Studies have demonstrated that our brains struggle to make a decision when faced with too many options, which is referred to by scientists as “choice overload.”
Researchers at the California Institute of Technology are providing new insights into this phenomenon, including how many options the brain prefers and the regions of the brain that are involved.
For the study, participants were presented with images of scenic landscapes that they could have printed on a piece of merchandise such as a coffee mug. The volunteers were offered a variety of sets, which contained six, 12, or 24 pictures.
As the individuals made their selections, the activity in their brains was recorded with a functional magnetic resonance imaging (fMRI) machine. The volunteers were also asked to browse over the images again while a computer randomly selected a picture for them.
The study revealed that brain activity spiked in two regions while the participants were making their choices – the anterior cingulate cortex (ACC) and the striatum.The ACC is where the potential costs and benefits of decisions are weighed, while the striatum is responsible for measuring the value.

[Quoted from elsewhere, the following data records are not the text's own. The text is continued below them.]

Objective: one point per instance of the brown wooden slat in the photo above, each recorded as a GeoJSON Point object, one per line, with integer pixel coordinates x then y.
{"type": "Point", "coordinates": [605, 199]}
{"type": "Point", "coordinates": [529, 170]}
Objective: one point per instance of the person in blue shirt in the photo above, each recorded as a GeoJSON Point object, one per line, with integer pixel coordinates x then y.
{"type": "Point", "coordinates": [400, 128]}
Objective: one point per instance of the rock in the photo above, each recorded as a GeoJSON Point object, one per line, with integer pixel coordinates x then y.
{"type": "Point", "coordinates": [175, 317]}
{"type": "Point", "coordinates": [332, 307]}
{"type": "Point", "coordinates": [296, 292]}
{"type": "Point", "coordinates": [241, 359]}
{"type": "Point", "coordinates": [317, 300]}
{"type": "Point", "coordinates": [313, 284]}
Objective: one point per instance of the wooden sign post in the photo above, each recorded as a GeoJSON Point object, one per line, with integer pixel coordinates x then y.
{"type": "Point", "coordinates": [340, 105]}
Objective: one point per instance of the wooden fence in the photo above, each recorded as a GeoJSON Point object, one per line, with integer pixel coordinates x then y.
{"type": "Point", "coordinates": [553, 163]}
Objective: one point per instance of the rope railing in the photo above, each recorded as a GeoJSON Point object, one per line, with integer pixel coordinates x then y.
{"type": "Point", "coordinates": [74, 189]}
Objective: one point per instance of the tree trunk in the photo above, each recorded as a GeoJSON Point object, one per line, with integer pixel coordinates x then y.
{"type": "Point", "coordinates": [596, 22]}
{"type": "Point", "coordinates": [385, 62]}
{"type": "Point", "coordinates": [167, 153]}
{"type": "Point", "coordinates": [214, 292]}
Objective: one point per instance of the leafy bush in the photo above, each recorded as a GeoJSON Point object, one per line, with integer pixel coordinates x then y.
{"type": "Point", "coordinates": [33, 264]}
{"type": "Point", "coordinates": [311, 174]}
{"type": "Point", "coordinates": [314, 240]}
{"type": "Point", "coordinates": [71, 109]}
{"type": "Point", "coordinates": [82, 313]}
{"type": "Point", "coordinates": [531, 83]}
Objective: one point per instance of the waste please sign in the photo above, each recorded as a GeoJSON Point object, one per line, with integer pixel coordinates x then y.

Brain activity was found to be highest in these two regions when the participants had 12 options to pick from.
Study lead author Colin Camerer explained that this pattern can likely be explained by the interactions between the striatum and the ACC, where the increasing potential for reward is weighed against the increasing amount of work the brain will have to do to consider the possible outcomes.
The potential reward increases alongside the number of options, but then begins to level off as the return diminishes.
“The idea is that the best out of 12 is probably rather good, while the jump to the best out of 24 is not a big improvement,” said Camerer. He explained that people tend to feel like they have more control over their lives when they have more options to choose from, even if having all those options leaves them stressed out when it is time to make a decision.
“Essentially, our eyes are bigger than our stomachs,” said Camerer. “When we think about how many choices we want, we may not be mentally representing the frustrations of making the decision.”
The study is published in the journal Nature Human Behaviour.